彼は高嶺のヤンキー様3(元ヤン)




「お店に電話して、『久保』って言う従業員がいるか聞くんですよ。返事次第で、警察呼ぶけどなー?」

「てめっ!?」

「え?なんでぇ~??」

「こいつが嘘をついてるかもしれないからです。」

「嘘?どーゆーこと??」





不思議そうに聞くチャラオに、周りの人達にも聞こえる大声で教えてあげた。






「この周辺の店で、飲み屋の従業員を語って料金を割引すると言って、その場で前金をだまし取る詐欺被害が出てるんですよ!!!」


「え?それ、俺が聞いたまんまじゃなぁーい!?」


「なっ!?ふざけるなクソガキ!!」






ポカーンとするチャラオと、逆ギレした茶髪が叫ぶ。






「営業妨害だ!覚えてろ!」



そう言って、立ち去ろうとしたのを――――――――






「待ちなさい!」






素早く、その腕を掴んで引き止める。




「ちょっと来なさい!」

「ああ!?離せガキ!泣かすぞ!?」




そう言いながら、私に向けてコブシを向けたので。





バシッ!



「チョコたん!?」

「痛い。
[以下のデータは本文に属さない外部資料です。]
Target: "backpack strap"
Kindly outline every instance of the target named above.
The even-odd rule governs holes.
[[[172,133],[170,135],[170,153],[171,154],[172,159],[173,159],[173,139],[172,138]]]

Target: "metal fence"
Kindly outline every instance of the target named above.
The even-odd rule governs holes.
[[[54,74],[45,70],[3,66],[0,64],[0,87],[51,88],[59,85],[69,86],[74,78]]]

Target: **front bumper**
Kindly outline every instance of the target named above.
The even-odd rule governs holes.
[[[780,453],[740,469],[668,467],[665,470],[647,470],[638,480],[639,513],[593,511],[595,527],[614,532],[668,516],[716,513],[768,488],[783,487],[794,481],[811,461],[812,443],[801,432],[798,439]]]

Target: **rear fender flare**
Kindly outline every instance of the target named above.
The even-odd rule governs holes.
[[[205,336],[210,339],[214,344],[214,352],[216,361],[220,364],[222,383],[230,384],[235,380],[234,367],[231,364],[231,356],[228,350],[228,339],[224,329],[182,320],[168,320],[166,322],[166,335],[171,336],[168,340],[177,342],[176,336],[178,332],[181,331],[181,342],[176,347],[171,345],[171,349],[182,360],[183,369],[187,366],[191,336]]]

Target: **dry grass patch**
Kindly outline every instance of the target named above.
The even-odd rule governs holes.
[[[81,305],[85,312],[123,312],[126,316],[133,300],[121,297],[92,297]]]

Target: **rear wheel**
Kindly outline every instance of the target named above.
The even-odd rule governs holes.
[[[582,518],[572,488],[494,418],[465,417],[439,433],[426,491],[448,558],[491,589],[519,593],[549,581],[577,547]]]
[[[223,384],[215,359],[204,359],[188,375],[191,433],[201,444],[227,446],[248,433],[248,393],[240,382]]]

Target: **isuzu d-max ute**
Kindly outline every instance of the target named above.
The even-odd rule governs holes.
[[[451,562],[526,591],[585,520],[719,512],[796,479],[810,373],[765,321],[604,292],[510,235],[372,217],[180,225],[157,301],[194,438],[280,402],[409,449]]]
」





肩でそれを受け止める。






「あー!!チョコたんを殴った!!」

「そうですねー」







何が起きたか、ちーちゃんが叫んでくれた。

自分で言うより、他人の口から被害報告をされた方が有利になる。

おかげで、手間がはぶけた。







「引き止めるために手を触ったら、殴られましたので~」







説明口調で言いながら、久保という男の足を払う。






ガッ!


「うわ!?」






言ってやった。








「これは正当防衛だ!!」



「わっわぁああ!?」







私の足払いで、久保が転ぶ。

地面に背中から倒れたところを狙い、首めがけてエルボーした。





ドゴッ!!



「げはっ!!」




〔★凛の一撃、キャッチに命中した★〕




あっさり入った攻撃。

敵が弱くて助かったと思う。




「ゴ、ゴホゴホ!!」




それでも、むせながらも、私から離れようとする犯罪者。






(そうはいかない。逃がさない・・・!!)



「はいはい、逃げない!」

「いてぇ!?」




はがいじめにして、その場に座りこませる。

イライラしていたこともあって、大声で叫んでやった。